È il titolo che Barbaglio aveva dato alla messe di appunti bibliografici
lasciati sul computer. Suscita molte domande, prima di tutte: in che senso
Barbaglio - che aveva portato a fondo una ricerca puntuale (e ricevuta con
scarso entusiasmo oltretevere) su quello che aveva chiamato l'«Ebreo di
Galilea», quell'uomo, quello specifico «individuo» - si proponeva un'indagine
sui suoi «mille volti»? Pensava che fossero di molteplice significato e
intrepretazione i gesti e le parole raccolte nei vangeli sinottici, negli atti
degli apostoli, nei testi discussi ma non ammessi nel canone, che aveva valutato
con l'acribia dello storico, saggiandoli in quel ribollente tempo di attesa del
messia? Tempo in cui molti uomini lasciavano casa e figli per andare cercando e
predicando e guarendo, profeti come quel Giovanni Battista che tormentava la
coscienza dei potenti, o guarendo come fece anche Gesù, o aggregandosi in sette
riflessive alla ricerca della parola? Il suo «Ebreo di Galilea» era uno di loro.
Nessun altro studio, meno che mai quello tranquillo ed edificante pubblicato un
paio di anni dopo da Ratzinger, restituisce a mio avviso l'impatto di quel
destino illuminato e atroce in un secolo in fermento, coagulo di miserie e
speranze d'una trascendenza salvifica. Un Gesù così diverso dal giovane biondo e
un po' melenso appeso ai muri delle sagrestie della chiesa devozionale, ma anche
dalla compostezza oltremondana dei crocifissi italiani del rinascimento o
dall'orrore dei corpi dislocati e purulenti della pittura nordica.
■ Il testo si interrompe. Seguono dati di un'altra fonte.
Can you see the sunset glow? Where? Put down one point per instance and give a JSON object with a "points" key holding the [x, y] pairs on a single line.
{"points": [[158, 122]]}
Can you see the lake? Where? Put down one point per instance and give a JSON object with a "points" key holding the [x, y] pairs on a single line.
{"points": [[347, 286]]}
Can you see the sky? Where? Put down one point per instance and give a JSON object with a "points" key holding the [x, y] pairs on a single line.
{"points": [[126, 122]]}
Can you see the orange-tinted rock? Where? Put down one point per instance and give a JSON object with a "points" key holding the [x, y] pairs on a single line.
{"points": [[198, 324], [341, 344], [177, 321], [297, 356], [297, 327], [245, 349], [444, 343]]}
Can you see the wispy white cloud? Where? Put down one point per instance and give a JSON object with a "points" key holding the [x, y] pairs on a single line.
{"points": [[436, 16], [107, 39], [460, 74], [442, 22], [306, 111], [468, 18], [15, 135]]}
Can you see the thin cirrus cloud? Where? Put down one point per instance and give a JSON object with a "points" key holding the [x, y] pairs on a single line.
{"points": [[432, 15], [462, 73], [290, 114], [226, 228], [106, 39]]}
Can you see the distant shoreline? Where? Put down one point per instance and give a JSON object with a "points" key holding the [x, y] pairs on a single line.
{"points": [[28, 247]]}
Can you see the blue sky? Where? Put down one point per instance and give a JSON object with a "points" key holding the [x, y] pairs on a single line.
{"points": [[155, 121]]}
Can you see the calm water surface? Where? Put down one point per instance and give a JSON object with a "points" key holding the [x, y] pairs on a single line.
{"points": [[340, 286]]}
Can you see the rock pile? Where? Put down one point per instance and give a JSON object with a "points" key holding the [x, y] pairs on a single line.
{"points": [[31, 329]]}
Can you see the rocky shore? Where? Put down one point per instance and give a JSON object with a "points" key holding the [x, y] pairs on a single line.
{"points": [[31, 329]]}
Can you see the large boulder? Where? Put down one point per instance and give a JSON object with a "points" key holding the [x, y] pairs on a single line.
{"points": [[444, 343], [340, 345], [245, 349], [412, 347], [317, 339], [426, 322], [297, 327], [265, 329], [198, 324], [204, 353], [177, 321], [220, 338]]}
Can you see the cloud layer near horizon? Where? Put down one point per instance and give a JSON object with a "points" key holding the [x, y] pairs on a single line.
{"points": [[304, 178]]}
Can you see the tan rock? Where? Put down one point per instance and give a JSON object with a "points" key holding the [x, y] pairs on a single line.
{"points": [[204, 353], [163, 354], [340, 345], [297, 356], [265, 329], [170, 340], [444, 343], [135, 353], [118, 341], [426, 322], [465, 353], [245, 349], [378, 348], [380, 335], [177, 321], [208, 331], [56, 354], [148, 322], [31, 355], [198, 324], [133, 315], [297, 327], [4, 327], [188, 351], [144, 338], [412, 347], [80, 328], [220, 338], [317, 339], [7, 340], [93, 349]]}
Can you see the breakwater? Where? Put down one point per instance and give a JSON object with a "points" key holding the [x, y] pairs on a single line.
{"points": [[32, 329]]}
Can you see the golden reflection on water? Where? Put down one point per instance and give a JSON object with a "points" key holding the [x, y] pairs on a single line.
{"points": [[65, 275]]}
Il senso, per Barbaglio, non è come in Duchamp: il quadro è di chi lo legge. I
mille volti non sono di quello che per i cristiani è il figlio di dio, ma di
coloro che in occidente, nei duemila anni seguiti, si sono veduti in lui, sia
nel dilatarsi dell'universo cristiano sia nell'imponenza della chiesa che vi si
costruiva sopra. Teologi, filosofi, esegeti e gente semplice, che sullo scandalo
della Croce hanno rifratto idee, dubbi, bisogni, speranze, angosce.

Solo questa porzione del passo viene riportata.